New York Times v. Sullivan is one of the two or three most important free speech cases in American history. In essence, New York Times held that reporters and other individuals cannot be held liable for making unintentionally false statements against public figures so long as they do not do so with “reckless disregard of whether [their statement] was false or not.” Without this decision, every writer, reporter and blogger in the country would live in constant fear that if they relied on the wrong source or made any of a number of innocent mistakes, the result could be financial ruin.
Indeed, nothing highlights the danger of a different legal regime more than the facts of the New York Times case themselves. Civil rights advocates ran an ad in the New York Times that includes a number of trivial factual errors, such as claiming Dr. Martin Luther King, Jr. had been arrested seven times when in fact he at only been arrested four times when the ad ran. Based on these minor errors, an Alabama court ordered the New York Times and the civil rights leaders to pay $500,000 in a transparent effort to shut down speech critical of Jim Crow — a practice which was very common in the segregationist south. So New York Times v. Sullivan did not simply protect journalism generally, it ended the apartheid states’ practice of deliberately intimidating people who report on civil rights by awarding massive libel awards to segregationists.
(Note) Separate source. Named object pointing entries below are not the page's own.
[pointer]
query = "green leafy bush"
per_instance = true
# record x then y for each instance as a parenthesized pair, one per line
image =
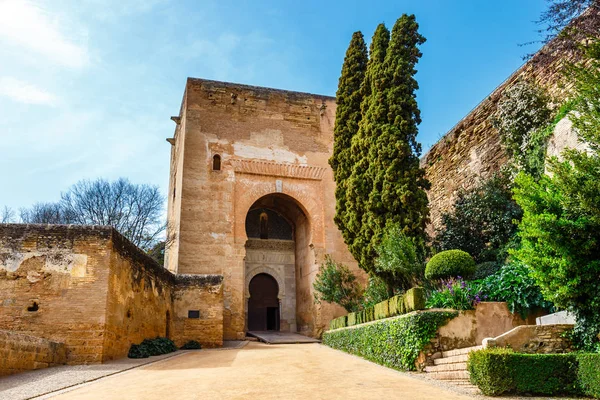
(191, 345)
(339, 322)
(514, 285)
(138, 351)
(481, 220)
(589, 373)
(499, 371)
(456, 294)
(335, 283)
(450, 264)
(485, 269)
(376, 292)
(152, 347)
(399, 262)
(394, 342)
During a recent Charlie Rose interview, Supreme Court Justice Antonin Scalia had this to say about the decision:
One of the evolutionary provisions that I abhor is New York Times v. Sullivan. It made a very good system that you can libel public figures at will so long as somebody told you something — some reliable person — told you the lie that you then publicized to the whole world. That’s what New York Times v. Sullivan says. That may well be a good system and the people of New York state could have adopted that by law, but for the Supreme Court to say that the Constitution requires that — that’s not what the people understood when they ratified the First Amendment. . . .
The issue is “who decides?” Who decides what’s right? And it’s the people. The background rule is democracy, and the rule of democracy is the majority rules.
Scalia’s professed love of democracy is admirable, but the truth is that Scalia only believes in the democratic process when democracy does what he wants it to do. He was one of the five justices who voted to give the presidency to George W. Bush, and he voted to strike down the Affordable Care Act based on reasoning that, in the words of a leading conservative judge, had no basis “in either the text of the Constitution or Supreme Court precedent.”